Dr. Gianluca Sgueo is currently working on his new book ‘Games, Powers & Publics’, which will be published in June (in English and Italian). The book aims at exploring the complex and fascinating inter-relation between the exercise of public power and the use of game elements. He will also be teaching the course on this topic in summer 2018: ‘Gamification in Politics, Business and Communications: An Interdisciplinary Approach.

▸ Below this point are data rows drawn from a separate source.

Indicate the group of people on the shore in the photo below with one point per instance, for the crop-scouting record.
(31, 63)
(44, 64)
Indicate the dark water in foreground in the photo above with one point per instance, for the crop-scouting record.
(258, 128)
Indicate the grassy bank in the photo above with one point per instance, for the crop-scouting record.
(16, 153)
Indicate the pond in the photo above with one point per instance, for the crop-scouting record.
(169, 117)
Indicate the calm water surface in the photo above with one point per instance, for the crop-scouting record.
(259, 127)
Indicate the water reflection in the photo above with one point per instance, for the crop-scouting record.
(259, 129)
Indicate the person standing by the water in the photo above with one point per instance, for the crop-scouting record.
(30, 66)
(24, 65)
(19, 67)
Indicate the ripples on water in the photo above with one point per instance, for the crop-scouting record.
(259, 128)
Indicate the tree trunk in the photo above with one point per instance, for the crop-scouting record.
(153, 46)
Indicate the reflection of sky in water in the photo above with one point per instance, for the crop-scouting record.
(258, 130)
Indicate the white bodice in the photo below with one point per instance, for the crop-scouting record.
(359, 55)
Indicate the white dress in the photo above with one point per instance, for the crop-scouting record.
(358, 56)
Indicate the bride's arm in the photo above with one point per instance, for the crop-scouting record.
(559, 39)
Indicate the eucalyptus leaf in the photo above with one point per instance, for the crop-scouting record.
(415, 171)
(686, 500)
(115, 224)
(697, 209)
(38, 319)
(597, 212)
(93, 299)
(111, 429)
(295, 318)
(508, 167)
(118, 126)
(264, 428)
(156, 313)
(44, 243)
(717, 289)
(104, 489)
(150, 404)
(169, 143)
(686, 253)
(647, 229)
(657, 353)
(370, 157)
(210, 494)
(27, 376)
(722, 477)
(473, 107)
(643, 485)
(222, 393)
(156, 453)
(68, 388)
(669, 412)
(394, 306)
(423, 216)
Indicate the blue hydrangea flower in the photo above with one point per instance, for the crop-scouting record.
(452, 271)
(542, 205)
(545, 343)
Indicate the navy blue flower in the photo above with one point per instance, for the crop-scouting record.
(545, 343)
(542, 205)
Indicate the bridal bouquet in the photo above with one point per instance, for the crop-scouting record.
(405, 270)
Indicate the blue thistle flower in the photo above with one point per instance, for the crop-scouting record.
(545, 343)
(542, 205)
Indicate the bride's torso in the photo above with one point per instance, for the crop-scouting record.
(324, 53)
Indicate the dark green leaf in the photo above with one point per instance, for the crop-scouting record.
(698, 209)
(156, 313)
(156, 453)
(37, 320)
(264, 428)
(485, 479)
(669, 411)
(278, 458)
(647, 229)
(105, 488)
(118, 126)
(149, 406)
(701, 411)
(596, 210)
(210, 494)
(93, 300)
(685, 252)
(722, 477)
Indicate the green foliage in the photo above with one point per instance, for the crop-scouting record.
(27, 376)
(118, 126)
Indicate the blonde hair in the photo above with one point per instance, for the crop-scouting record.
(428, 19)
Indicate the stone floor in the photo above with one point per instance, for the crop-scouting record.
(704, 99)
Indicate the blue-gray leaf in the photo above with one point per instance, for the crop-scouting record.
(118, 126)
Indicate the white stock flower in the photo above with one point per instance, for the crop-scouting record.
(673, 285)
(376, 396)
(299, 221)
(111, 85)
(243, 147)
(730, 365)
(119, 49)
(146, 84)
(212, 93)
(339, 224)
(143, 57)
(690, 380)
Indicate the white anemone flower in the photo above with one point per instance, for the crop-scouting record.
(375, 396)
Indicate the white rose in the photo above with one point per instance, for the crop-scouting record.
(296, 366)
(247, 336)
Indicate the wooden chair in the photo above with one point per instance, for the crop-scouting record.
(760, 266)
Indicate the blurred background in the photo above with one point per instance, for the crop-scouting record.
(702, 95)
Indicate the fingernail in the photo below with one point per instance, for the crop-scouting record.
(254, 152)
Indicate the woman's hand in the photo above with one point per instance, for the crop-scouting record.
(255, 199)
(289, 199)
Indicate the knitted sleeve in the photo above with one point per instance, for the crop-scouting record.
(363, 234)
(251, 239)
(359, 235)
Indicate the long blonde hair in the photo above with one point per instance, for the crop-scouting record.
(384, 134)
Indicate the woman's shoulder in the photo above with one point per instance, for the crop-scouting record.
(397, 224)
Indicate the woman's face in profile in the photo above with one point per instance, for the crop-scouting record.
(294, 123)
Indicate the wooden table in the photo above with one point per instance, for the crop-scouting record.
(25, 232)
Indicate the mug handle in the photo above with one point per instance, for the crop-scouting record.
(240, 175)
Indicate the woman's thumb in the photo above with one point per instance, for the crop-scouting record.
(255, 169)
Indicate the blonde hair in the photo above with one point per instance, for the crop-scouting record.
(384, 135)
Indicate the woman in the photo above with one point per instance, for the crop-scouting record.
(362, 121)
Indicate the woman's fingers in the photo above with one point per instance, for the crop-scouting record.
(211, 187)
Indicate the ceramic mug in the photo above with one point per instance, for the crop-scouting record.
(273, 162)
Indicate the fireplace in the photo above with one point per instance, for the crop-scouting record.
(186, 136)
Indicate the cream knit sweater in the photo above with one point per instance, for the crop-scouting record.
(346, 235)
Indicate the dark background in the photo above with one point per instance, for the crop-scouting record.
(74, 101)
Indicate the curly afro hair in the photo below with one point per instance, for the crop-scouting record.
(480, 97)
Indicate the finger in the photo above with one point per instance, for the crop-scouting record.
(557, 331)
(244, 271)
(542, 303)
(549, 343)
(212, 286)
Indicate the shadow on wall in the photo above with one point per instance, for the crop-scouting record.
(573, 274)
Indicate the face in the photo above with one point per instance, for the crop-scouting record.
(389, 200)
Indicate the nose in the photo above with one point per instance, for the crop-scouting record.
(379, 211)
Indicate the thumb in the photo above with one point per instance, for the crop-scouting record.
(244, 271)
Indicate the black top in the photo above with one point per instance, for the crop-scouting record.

Here is what Dr. Sgueo talks about his upcoming book:
“Imagine a government that measures civic value on a numbered scale, and ranks civic performances on leaderboards, like in a game. A game played by everyday citizens, sometimes in competition against each other; other times working together for a common goal. In this game of governance, winners are celebrated (and losers are blamed) collectively – in a sort of Gibsonian “consensual hallucination”. Does this all sound too futuristic? Pure fiction even? Think again. Gamified public power is much closer to reality than you might think, and it doesn’t resemble “your average Tetris”, as Eugeny Morozov points out ironically. How should we feel about this: glad or worried? Probably both. This is what this book intends to cover. It is an investigation of strategies of “gamification” by national and supranational regulators. In this respect, the mode of analysis of this book is largely descriptive, in that it offers a comparative overview of several forms of governance that attempt to innovate through entailing game-elements. Beyond that, this book aims at exploring the potential – but also at understanding the limits – of gamified governance. It is worth remembering that gamified governance’s legal, societal, political and cultural challenges remain unexplored. Almost no empirical testing has been done on the number of legal regimes interested in this phenomenon, and to identify what kind of capabilities public regulators must develop to leverage the benefits of gamification and deliver public outcomes effectively. There is no research that has attempted to determine if and how gamification strategies differentiate across policy stages and areas. Above all, no study has yet tried to determine whether gamified governance fosters or discourages civic engagement. And although it probably goes beyond the capacity of this book to resolve all these challenges, it is my modest aim to contribute to the task of imagining what the exercise of public power might become, including its promises and threats.”